Selain eskalasi perang dagang antara Amerika Serikat dan China yang diperkirakan tetap berlanjut hingga 2020, pemerintah juga diminta mewaspadai kejatuhan ekonomi Eropa yang ditandai perjanjian Britania Exit (Brexit) yang gagal dan peluang resesi yang terjadi di Jerman.
Hal itu diungkapkan Ekonom Bank BNI, Ryan Kiryanto, Kamis (17/10). Menurut dia, potensi resesi mulai tercium di Jerman saat ini. Belum lagi masalah Brexit yang keputusannya akan final pada 31 Oktober ini, didindikasikan 'no deal'.
Ryan menganggap jika hasil kesepakatan Brexit itu no deal, bakal memukul ekonomi Eropa. Sementara itu, Jerman yang menjadi salah satu kekuatan ekonomi terbesar Eropa, sudah menjelang era resesi karena Purchasing Manager Indeks (PMI)-nya mencapai level yang sangat rendah, yaitu 43.

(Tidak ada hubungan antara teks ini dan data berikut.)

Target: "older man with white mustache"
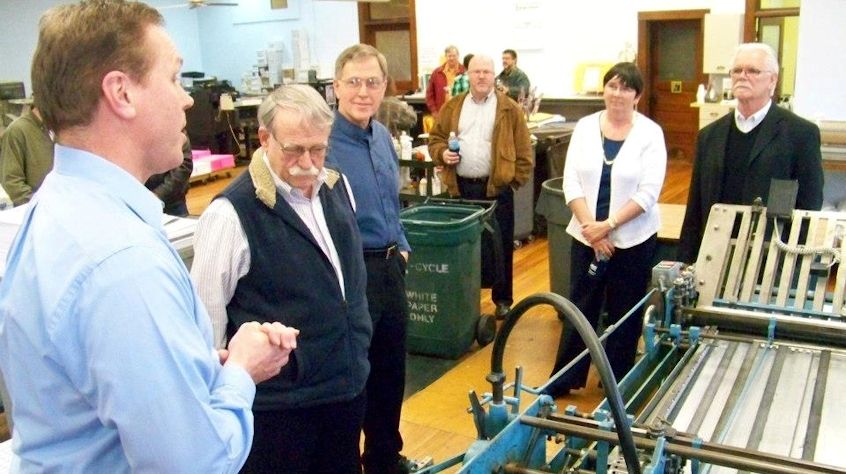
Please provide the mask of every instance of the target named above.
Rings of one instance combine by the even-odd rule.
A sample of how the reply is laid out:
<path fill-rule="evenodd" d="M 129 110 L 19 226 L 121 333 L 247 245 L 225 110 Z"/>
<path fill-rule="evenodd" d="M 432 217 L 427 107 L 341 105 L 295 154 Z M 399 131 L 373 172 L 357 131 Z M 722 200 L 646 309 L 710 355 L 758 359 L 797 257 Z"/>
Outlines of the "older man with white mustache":
<path fill-rule="evenodd" d="M 200 217 L 191 271 L 219 348 L 242 320 L 300 330 L 286 370 L 256 387 L 241 472 L 359 472 L 372 324 L 352 194 L 324 167 L 334 115 L 292 85 L 258 118 L 261 149 Z"/>

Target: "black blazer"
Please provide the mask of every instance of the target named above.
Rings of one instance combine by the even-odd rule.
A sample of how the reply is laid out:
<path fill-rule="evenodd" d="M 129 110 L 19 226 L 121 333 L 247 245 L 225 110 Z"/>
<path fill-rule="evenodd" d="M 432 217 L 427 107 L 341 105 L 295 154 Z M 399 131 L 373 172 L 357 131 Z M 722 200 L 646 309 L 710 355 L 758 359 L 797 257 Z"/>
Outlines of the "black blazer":
<path fill-rule="evenodd" d="M 734 113 L 729 113 L 699 131 L 679 244 L 682 262 L 696 261 L 711 206 L 721 202 L 726 141 L 733 123 Z M 758 126 L 741 202 L 752 204 L 760 196 L 766 205 L 770 180 L 790 179 L 799 181 L 796 208 L 819 210 L 823 201 L 819 128 L 776 104 Z"/>

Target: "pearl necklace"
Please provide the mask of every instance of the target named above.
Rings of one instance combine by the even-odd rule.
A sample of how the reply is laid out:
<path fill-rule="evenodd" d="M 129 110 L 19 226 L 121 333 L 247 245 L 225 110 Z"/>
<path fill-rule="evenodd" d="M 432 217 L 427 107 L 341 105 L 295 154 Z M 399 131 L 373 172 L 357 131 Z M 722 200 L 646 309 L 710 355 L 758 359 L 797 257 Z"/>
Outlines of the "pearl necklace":
<path fill-rule="evenodd" d="M 606 165 L 611 166 L 614 164 L 614 159 L 609 160 L 608 157 L 605 156 L 605 134 L 602 133 L 602 130 L 600 130 L 599 135 L 602 137 L 602 161 L 604 161 Z M 614 158 L 617 157 L 615 156 Z"/>
<path fill-rule="evenodd" d="M 609 160 L 608 157 L 605 156 L 605 134 L 602 133 L 602 116 L 604 114 L 604 111 L 599 114 L 599 138 L 602 140 L 602 161 L 604 161 L 606 165 L 611 166 L 614 164 L 614 160 L 616 159 L 616 157 Z M 629 132 L 631 132 L 632 128 L 634 127 L 635 118 L 637 118 L 637 114 L 632 114 L 632 121 L 631 123 L 629 123 Z M 628 138 L 628 132 L 626 132 L 626 138 Z M 626 141 L 626 139 L 623 138 L 622 141 Z"/>

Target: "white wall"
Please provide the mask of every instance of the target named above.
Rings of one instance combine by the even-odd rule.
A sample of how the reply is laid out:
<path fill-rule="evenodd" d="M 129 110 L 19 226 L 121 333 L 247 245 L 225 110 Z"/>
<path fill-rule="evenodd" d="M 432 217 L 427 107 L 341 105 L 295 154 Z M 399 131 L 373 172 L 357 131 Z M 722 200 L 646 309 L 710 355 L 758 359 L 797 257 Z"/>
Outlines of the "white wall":
<path fill-rule="evenodd" d="M 0 81 L 23 81 L 32 93 L 30 67 L 38 43 L 38 20 L 51 7 L 66 0 L 0 0 Z M 149 0 L 153 6 L 173 5 L 181 0 Z M 165 28 L 185 58 L 184 70 L 202 70 L 196 10 L 162 10 Z"/>
<path fill-rule="evenodd" d="M 498 68 L 502 50 L 512 48 L 538 91 L 564 97 L 574 93 L 580 63 L 615 63 L 626 42 L 637 49 L 638 11 L 743 13 L 744 7 L 744 0 L 418 0 L 419 70 L 437 67 L 447 44 L 461 56 L 489 55 Z M 529 32 L 521 28 L 526 23 Z"/>
<path fill-rule="evenodd" d="M 846 120 L 846 1 L 802 0 L 796 60 L 796 113 Z"/>
<path fill-rule="evenodd" d="M 266 0 L 239 0 L 238 8 Z M 291 0 L 289 0 L 290 2 Z M 331 77 L 335 58 L 344 48 L 358 43 L 358 9 L 355 2 L 294 0 L 298 2 L 296 19 L 262 23 L 235 24 L 231 9 L 204 8 L 197 18 L 205 72 L 228 79 L 240 86 L 241 74 L 256 63 L 256 51 L 269 42 L 285 44 L 291 61 L 291 32 L 308 33 L 312 64 L 319 77 Z"/>
<path fill-rule="evenodd" d="M 31 93 L 29 70 L 38 19 L 65 1 L 0 0 L 0 80 L 24 81 L 27 94 Z M 185 0 L 148 1 L 162 6 Z M 237 8 L 265 1 L 240 0 Z M 318 66 L 320 77 L 330 77 L 337 54 L 358 41 L 356 3 L 291 1 L 298 5 L 296 18 L 264 23 L 236 24 L 228 7 L 162 12 L 166 28 L 185 57 L 186 71 L 203 71 L 238 87 L 241 74 L 255 63 L 256 50 L 281 40 L 290 55 L 291 32 L 301 29 L 308 32 L 312 63 Z M 417 0 L 416 5 L 421 72 L 436 67 L 450 43 L 461 54 L 488 54 L 497 65 L 501 51 L 514 48 L 520 67 L 546 97 L 564 97 L 574 92 L 573 78 L 580 63 L 616 62 L 627 42 L 637 46 L 638 11 L 742 13 L 745 0 Z M 846 94 L 840 84 L 846 77 L 846 62 L 830 60 L 842 56 L 844 19 L 844 0 L 803 1 L 796 109 L 805 116 L 846 119 Z M 525 24 L 531 29 L 521 29 Z"/>
<path fill-rule="evenodd" d="M 56 0 L 0 0 L 0 81 L 23 81 L 32 93 L 29 69 L 38 43 L 38 19 Z"/>
<path fill-rule="evenodd" d="M 69 0 L 0 0 L 0 81 L 23 81 L 32 92 L 30 65 L 38 42 L 38 20 L 50 7 Z M 266 3 L 240 0 L 237 8 Z M 161 9 L 165 27 L 185 58 L 184 71 L 202 71 L 228 79 L 236 87 L 241 74 L 255 63 L 256 50 L 270 41 L 281 40 L 290 51 L 291 31 L 308 31 L 313 63 L 331 76 L 335 57 L 358 42 L 358 13 L 355 2 L 291 0 L 298 3 L 292 20 L 234 24 L 231 7 Z M 187 0 L 147 0 L 162 7 Z M 323 76 L 321 76 L 323 77 Z"/>
<path fill-rule="evenodd" d="M 147 0 L 152 6 L 179 5 L 180 0 Z M 165 29 L 176 48 L 182 54 L 183 71 L 202 71 L 203 60 L 200 51 L 200 32 L 197 28 L 197 10 L 188 8 L 165 8 L 160 10 L 165 20 Z"/>

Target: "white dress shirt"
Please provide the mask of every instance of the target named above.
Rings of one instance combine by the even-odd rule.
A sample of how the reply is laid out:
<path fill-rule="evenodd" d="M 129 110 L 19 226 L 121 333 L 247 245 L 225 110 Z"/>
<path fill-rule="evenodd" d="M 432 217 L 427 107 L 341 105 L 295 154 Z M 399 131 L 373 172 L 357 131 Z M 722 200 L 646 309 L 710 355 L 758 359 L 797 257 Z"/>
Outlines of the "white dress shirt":
<path fill-rule="evenodd" d="M 491 172 L 491 139 L 496 121 L 496 93 L 491 90 L 481 102 L 467 94 L 458 118 L 461 161 L 456 172 L 464 178 L 484 178 Z"/>
<path fill-rule="evenodd" d="M 764 120 L 764 117 L 767 116 L 767 112 L 769 112 L 770 106 L 772 105 L 773 101 L 770 99 L 767 101 L 767 104 L 761 108 L 761 110 L 748 117 L 744 117 L 739 110 L 734 109 L 734 123 L 737 125 L 737 129 L 743 133 L 749 133 L 754 130 L 755 127 Z"/>

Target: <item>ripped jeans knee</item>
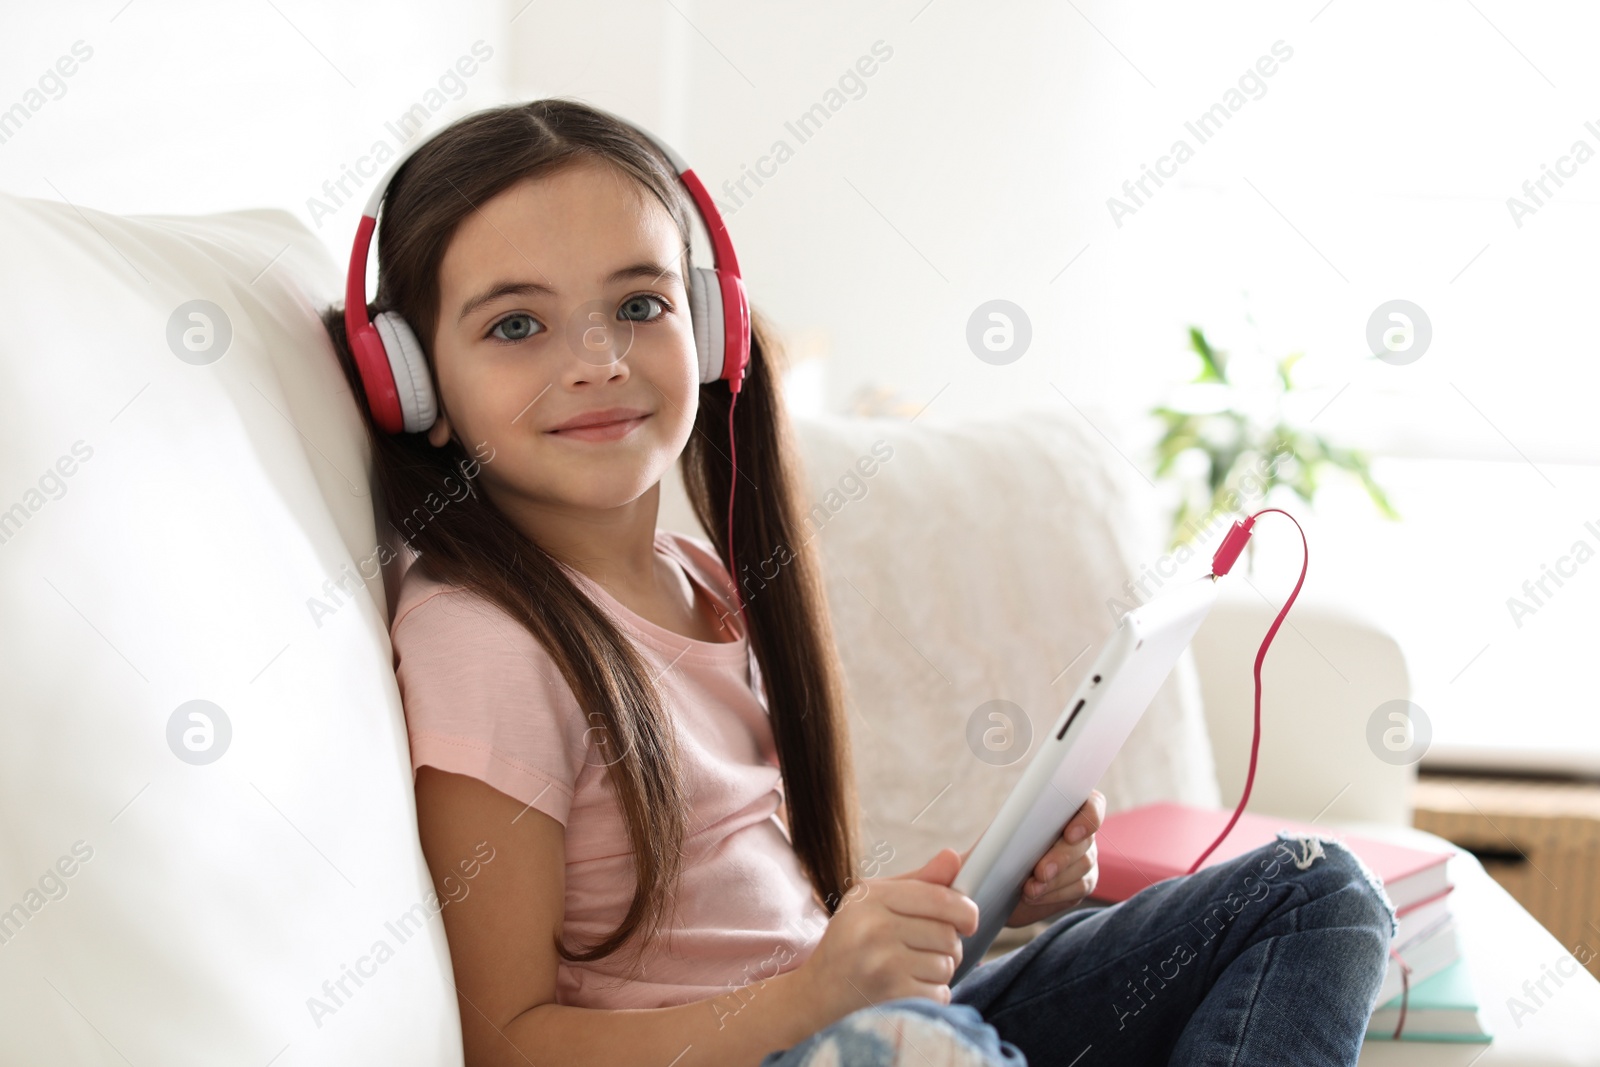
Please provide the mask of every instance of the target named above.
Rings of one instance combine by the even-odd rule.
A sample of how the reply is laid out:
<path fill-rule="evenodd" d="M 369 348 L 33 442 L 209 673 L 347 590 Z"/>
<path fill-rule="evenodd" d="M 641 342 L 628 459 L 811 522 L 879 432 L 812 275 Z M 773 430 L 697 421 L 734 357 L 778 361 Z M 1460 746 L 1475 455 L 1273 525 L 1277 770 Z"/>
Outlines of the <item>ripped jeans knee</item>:
<path fill-rule="evenodd" d="M 1332 834 L 1294 830 L 1279 830 L 1277 838 L 1276 848 L 1280 858 L 1292 863 L 1296 870 L 1311 869 L 1318 859 L 1325 858 L 1322 866 L 1328 868 L 1326 877 L 1330 881 L 1330 891 L 1359 875 L 1376 902 L 1374 920 L 1378 925 L 1388 927 L 1390 939 L 1399 933 L 1400 922 L 1395 916 L 1394 901 L 1389 899 L 1388 890 L 1383 888 L 1383 880 L 1343 841 Z M 1284 855 L 1285 852 L 1287 855 Z"/>

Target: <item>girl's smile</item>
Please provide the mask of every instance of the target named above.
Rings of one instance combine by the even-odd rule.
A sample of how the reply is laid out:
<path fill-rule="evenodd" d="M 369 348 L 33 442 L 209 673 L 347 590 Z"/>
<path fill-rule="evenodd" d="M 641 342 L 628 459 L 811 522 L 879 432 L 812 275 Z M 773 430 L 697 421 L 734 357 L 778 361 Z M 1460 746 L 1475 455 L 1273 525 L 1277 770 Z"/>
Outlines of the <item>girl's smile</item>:
<path fill-rule="evenodd" d="M 648 411 L 636 414 L 628 408 L 608 408 L 568 419 L 545 432 L 568 441 L 620 441 L 644 425 L 650 415 Z"/>

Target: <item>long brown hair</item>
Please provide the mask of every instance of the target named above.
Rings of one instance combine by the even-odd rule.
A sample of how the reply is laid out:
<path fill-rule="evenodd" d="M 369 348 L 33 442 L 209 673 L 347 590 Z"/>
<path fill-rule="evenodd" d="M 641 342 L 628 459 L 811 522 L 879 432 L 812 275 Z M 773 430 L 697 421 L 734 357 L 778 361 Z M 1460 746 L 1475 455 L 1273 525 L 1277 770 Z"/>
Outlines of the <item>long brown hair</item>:
<path fill-rule="evenodd" d="M 386 194 L 378 230 L 378 292 L 368 313 L 398 311 L 428 353 L 437 394 L 432 340 L 439 316 L 439 264 L 456 227 L 512 184 L 580 162 L 616 168 L 666 206 L 689 245 L 694 210 L 670 164 L 625 124 L 580 102 L 535 100 L 478 112 L 440 131 L 408 159 Z M 365 397 L 345 337 L 343 309 L 322 314 L 356 397 Z M 764 583 L 741 582 L 751 646 L 766 683 L 768 709 L 785 783 L 795 853 L 831 914 L 853 879 L 858 810 L 842 670 L 829 626 L 813 550 L 802 536 L 802 508 L 791 469 L 793 439 L 775 379 L 779 356 L 771 328 L 753 316 L 754 338 L 733 434 L 739 467 L 733 537 L 737 559 L 761 564 Z M 684 485 L 720 558 L 728 558 L 725 381 L 702 385 L 695 432 L 679 459 Z M 563 959 L 590 962 L 641 933 L 659 932 L 682 871 L 689 797 L 670 724 L 651 674 L 632 643 L 477 487 L 459 495 L 470 468 L 459 441 L 435 447 L 424 433 L 388 434 L 358 402 L 372 441 L 379 507 L 421 554 L 413 564 L 450 585 L 474 591 L 527 626 L 549 650 L 582 709 L 620 754 L 608 761 L 633 846 L 635 884 L 627 915 L 605 939 Z M 470 485 L 470 479 L 469 479 Z M 428 507 L 430 498 L 450 506 Z M 425 521 L 417 522 L 416 517 Z M 784 561 L 768 578 L 765 565 Z M 746 571 L 741 565 L 740 570 Z M 507 715 L 517 713 L 507 708 Z M 635 962 L 639 953 L 635 954 Z"/>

"Padahal treasure daripada PMI itu angka 50, yang mengindikasikan ekonomi suatu negara bergerak normal," kata Ryan kepada Indozone.
Menyinggung soal PMI, Ryan juga mengatakan level PMI Indonesia sudah 'lampu kuning' dan harus segera diperbaiki saat ini.
"Bagi tim ekonomi nanti yang menjadi catatan adalah saat ini angka PMI Indonesia berada di bawah 50, sekitar 49. Itu memberikan sinyal bahwa beberapa manufaktur kita sudah mengurangi kapasitas produksi dan berdampak pada pengurangan karyawan," tutur Ryan.
Menurut Ryan, bukan masalah sepele PMI Indonesia mengalami demikian. Sebab, penurunan kapasitas produksi itu biasanya disebabkan penurunan permintaan konsumen.
Adapun penurunan permintaan konsumen bisa diindikasikan dari berkurangnya daya beli masyarakat.
"Ini PR (Pekerjaan Rumah) yang berat dan harus jadi prioritas utama (dibenahi), disamping masalah-masalah yang lain," tutur Ryan. (SN)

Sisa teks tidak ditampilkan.